Exercice libéral : Le programme commun de la CSMF et du SML

336 – Tout commence par une définition de l’exercice libéral « relookée », puisque n’y figurent plus les piliers du temple libéral de la charte de 1927, liberté d’installation, de prescription, etc., mais une référence à des qualifications professionnelles reconnues, la responsabilité personnelle financière et des actes, l’indépendance avec la liberté de s’organiser. L’entreprise médicale de demain doit avoir un statut juridique, déontologique et fiscal permettant un exercice collectif entre médecins et avec les autres professionnels de santé, avec « un nouveau cadre de rémunération pour une prise en charge coordonnée pluridisciplinaire » des patients.

La formation initiale doit comporter des modules d’enseignements spécifiques à l’exercice libéral, avec notamment la possibilité d’un internat en cabinet de ville ou en établissement privé, y compris pour les spécialités médicales et chirurgicales, et favoriser l’exercice mixte hospitalolibéral. Concernant la FMC et l’EPP, la CALM suggère un « séminaire fermé, réunissant le ministère, les Caisses et le syndicat avant la fin de l’année pour décider des mesures », et le financement du DPC par une part conventionnelle garantissant un fonctionnement paritaire. Oui à l’accréditation

périodique par la profession, « à condition de valoriser la démarche qualité et de créer de nouvelles passerelles permettant des évolutions de carrière ».
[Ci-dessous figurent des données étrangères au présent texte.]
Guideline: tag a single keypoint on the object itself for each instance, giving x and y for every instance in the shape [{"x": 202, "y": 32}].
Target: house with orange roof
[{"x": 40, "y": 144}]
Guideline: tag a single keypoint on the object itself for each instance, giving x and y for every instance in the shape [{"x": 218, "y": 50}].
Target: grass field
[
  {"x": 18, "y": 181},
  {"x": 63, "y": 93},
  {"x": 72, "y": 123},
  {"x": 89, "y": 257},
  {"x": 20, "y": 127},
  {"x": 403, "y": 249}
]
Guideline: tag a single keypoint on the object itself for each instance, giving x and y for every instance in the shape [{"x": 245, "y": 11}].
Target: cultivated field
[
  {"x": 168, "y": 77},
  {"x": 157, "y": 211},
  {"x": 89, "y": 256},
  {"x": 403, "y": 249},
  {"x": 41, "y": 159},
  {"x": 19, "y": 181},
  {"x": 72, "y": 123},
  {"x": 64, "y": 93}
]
Un exercice collectif favorisé

Face à la judiciarisation croissante de la médecine, le DMP s’impose, ainsi qu’une messagerie professionnelle sécurisée, mais aussi le relèvement du plafond de garantie (3 à 10 millions d’euros) et l’extension de la couverture « assurancielle » des médecins au-delà des dix ans d’arrêt d’activité et l’interdiction de l’action récursive de l’ONIAM contre le praticien ou ses ayants droit au-delà de ce délai ou des garanties allouées. La Loi Kouchner doit être actualisée par la création d’un système « assurantiel » collectif mutualisé, et une procédure amiable préalable à tout contentieux doit être rendue obligatoire. Les référentiels doivent être professionnalisés avec une forte présence libérale au sein de l’HAS.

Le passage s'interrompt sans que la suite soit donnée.